The alternative vision is one that was envisioned by people like Roosevelt and others, where progress can lift all boats. It's one where can do attitude can solve problems like our running out of oil or unemployment and health care issues with progressive solutions and where society is seen as a place where progress floats all boats and there is no need to intentionally leave people stranded at low tide or drowning when the tide comes back in. I chose the second vision. The vision of what America can and should be is something I hold onto with faith. And my vision of religion as something that should inform reality not distort it makes an alternative to this dark, authoritarian and deeply self-delusive vision that I've been chronicaling on this blog lately.

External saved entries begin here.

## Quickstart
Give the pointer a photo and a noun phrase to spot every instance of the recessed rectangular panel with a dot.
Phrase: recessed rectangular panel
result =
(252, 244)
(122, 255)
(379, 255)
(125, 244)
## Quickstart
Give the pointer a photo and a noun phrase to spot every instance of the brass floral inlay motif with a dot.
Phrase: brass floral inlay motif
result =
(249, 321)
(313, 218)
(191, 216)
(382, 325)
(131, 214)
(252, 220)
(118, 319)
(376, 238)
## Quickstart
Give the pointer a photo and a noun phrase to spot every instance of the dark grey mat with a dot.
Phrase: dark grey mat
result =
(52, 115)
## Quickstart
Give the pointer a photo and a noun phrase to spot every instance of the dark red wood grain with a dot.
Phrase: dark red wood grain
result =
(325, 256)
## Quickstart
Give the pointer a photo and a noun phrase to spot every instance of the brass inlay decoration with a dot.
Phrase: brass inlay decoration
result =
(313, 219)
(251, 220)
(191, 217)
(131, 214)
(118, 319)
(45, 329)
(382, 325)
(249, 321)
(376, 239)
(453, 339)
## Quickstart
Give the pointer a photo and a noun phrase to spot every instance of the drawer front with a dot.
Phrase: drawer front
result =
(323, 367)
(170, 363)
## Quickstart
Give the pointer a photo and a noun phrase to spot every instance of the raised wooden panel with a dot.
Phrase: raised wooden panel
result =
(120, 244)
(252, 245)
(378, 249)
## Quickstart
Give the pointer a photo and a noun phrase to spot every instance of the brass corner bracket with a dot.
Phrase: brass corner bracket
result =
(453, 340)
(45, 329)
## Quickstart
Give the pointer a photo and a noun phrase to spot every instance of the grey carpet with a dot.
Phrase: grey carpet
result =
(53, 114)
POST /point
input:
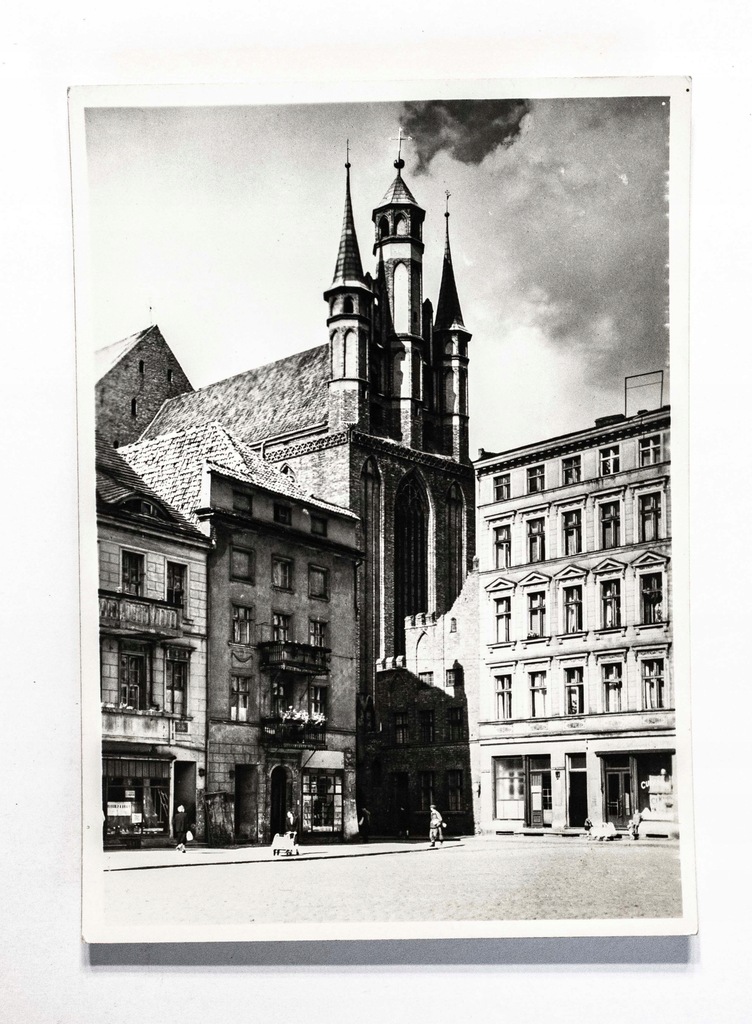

There are two visions at war with one another. I pray that the better vision wins. Otherwise how can people see?
Chris
Posted by cholte at April 8, 2005 09:48 PM I dig what you are saying. I don't think we ever followed the constitution. Certainly the Federal Reserve is unconstitutional. I have no more love of the U.S. and will be happy and at peace while it burns.
Philip
The Federal Reserve is fine with me. That has nothing to do with the kinds of things that our militarist folks would want to do.
John Marshall and the other founders were convinced that it's predecessor was constitutional -- but folks afraid of economic centralization have always differed with his opinion.